Mon père et moi avons connu deux expériences très différentes collège. Certes, il était un étudiant d'université dans les années 70 et allait à l'école, à New York où il vivait à Brooklyn, mais ce n'est pas l'endroit ou la décennie, il avait autre chose.
Lors d'une récente induction Honor Society mon père a été surpris d'apprendre que le Dr. Jonathan Millen, président du Département de la communication et journalisme, savait qui j'étais. Cela m'a un peu confuse. J'avais été dans une classe avec le Dr Millen et, souvent, a dit «salut» pour lui dans le couloir.
Il s'avère que quand mon père est allé au collège des professeurs ont été un peu plus éloignés. Ils ne créent pas vraiment toute relation personnelle avec les étudiants. C'est dommage, je ne pensais. J'ai eu des professeurs Rider me raconter comment ils l'habitude d'aller pour les boissons avec des étudiants arrière lorsque l'âge légal pour boire à 18 ans.
Une des meilleures choses à propos Rider, et ce que je suis si reconnaissante, est l'professeurs.

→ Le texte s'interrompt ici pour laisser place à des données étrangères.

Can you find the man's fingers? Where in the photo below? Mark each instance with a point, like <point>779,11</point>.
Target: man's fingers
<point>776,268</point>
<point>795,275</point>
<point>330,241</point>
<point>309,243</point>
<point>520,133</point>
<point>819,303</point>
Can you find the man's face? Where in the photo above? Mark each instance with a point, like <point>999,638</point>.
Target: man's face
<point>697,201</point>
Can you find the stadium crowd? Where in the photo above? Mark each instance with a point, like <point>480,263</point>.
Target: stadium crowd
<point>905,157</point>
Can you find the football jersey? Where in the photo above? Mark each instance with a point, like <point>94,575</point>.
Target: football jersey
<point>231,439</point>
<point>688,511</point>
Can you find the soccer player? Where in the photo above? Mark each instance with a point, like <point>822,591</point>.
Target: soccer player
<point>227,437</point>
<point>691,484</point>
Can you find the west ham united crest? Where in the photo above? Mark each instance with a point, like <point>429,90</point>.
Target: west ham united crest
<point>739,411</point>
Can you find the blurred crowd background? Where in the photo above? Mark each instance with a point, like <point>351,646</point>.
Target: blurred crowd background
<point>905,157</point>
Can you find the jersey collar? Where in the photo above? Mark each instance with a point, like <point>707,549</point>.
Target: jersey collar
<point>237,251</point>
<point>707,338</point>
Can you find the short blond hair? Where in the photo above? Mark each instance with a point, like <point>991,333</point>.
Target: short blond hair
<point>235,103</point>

Je suis venu en tant que freshman peur qui a essayé de ne pas faire trop de bruit pendant les cours, mais je pars comme une personne âgée qui a attiré l'attention de mes professeurs.
C'est une belle sensation de stand dans le hall du bâtiment des Beaux-Arts et dire "salut" au Dr Katherine Maynard, mon conseiller en anglais, ou le Dr Yun Xia, que je n'ai jamais pris une classe. Même un professeur de sciences politiques que j'ai eu qu'une seule classe avec le dos au printemps de ma première année, est aimable avec moi: Chaque fois que je vois le Dr Harvey Kornberg autour du campus, il me demande toujours comment je vais faire ou me salue quand je porte mon armée manteau.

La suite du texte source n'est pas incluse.